We haven’t had intercourse yet, but we do a lot of foreplay and oral activities. We’ve been close a few times over the last 6 weeks, but we’ve had a few issues such as his getting soft when trying to put a condom on, and the condom simply being too small.

I feel like he has just gradually become more nervous about going through the actual act because of the small complications we’ve had – though I have to say that at least I was feeling surprising comfortable in the situation despite it sounding like an awkward time.

I haven’t been with anyone else, but I still know he comes pretty easily and somewhat fast (from dry humping, hj, bj, just stroking the tip against my underwear), and so I believe this is a source of his nervousness.

I don’t want to pressure him into anything, we’ve talked about consent on both parts and we have respected each others wishes, but he has explicitly said he wants to or asked if we should try several times, so i know he wants to. It feel like he is just getting more and more reluctant to going through with it. It’s not going in the direction I want and I don’t really know how to address it without making him even more nervous with saying that I have noticed this and that.

And so, my question is how I can make him feel more confident. If there’s anything I can say or do that doesn’t have a counteractive effect.

4 comments
  1. My bf has a similar issue sometimes. I do tell him that I’ve noticed. He’s not stupid, and he knows you’ve noticed, so trying to pretend like the issue doesn’t exist just makes it feel shameful and secret. I just ask him if there is anything else he needs from me to feel comfortable. And no matter what never let him think that it bothers you. Sometimes it does get frustrating if you’re horny and want it and he can’t give it to you, but it’s critical that you always let him know that it’s ok and you don’t mind. Tell him that you’re willing to try and you’re comfortable with it not working out. If it doesn’t work, hold him and rub his back and tell him it’s ok and these things happen. Tell hi he has nothing to be embarrassed about.

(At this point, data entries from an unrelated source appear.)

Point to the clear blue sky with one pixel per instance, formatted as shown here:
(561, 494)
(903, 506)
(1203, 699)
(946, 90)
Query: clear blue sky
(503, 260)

It’s a fine line. You don’t want to sound patronizing, just supportive. Try to sense his anxiety level and meet him where he’s at as far as how much feedback he needs.

    You can also help him feel more confident by being enthusiastic during the build up. Like don’t put on a show, but just be sincere and show him that you’re enjoying what he’s doing with you and you can tell him that you want him in a way that lets him know you’re into it without putting pressure on him to preform.

  2. Sorry to hear about your struggles. Have you tried talking with him about it? And how did he react?

    Think many guys Are affraid that they Are going to finish too quick. But no one is «born a champion»

  3. I had a similar problem at first. There were some other problems I won’t get into here, but I did find a solution to the going soft when it came time to put on a condom:

    Firstly, not all condoms are the same, there are different sizes and shapes; some are tight on the middle of the shaft, others just below the head etc. Try different ones, try different sizes, brands etc. The ones that have been the easiest for me to get on are ribbed ones, similar to these: [https://www.durex.co.uk/products/durex-pleasure-me-ribbed-dotted-condoms-12-pack](https://www.durex.co.uk/products/durex-pleasure-me-ribbed-dotted-condoms-12-pack)

    Unfortunately it’s also kinda difficult to feel much through those…

    I got myself a pack of 10 condoms (not ribbed, hadn’t got to that part yet), set myself up for a nice long masturbation session, found some good porn and edged myself while practicing putting on condoms. Edge, condom on, edge with condom, condom off, edge and just keep going through the whole pack.

    Next time I was with my gf it was no problem getting the condom on.

    If this doesn’t do the trick, you could try doing the same thing but while you’re there. Agree that you’re not going to have sex, say it verbally so that it’s not stirring in his subconscious the whole time: you’re not going to have sex, you’re just enjoying watching him put on condoms and playing with himself a little.

    Also, I’m not your boss, if that works and you both agree you want to go for it, go ahead.

    Also also, good luck! Hope you find a way that works for you two.

  4. Is he physically healthy? Blood flow is the main ingredient to maintaining an erection. It’s harder to maintain when you are out of shape. Not necessarily saying fat, you can be fit and still have poor circulation. I don’t really struggle with this, but I have found that when all else is going great but my dick isn’t as hard as it should be, I take up jogging and the issue corrects itself.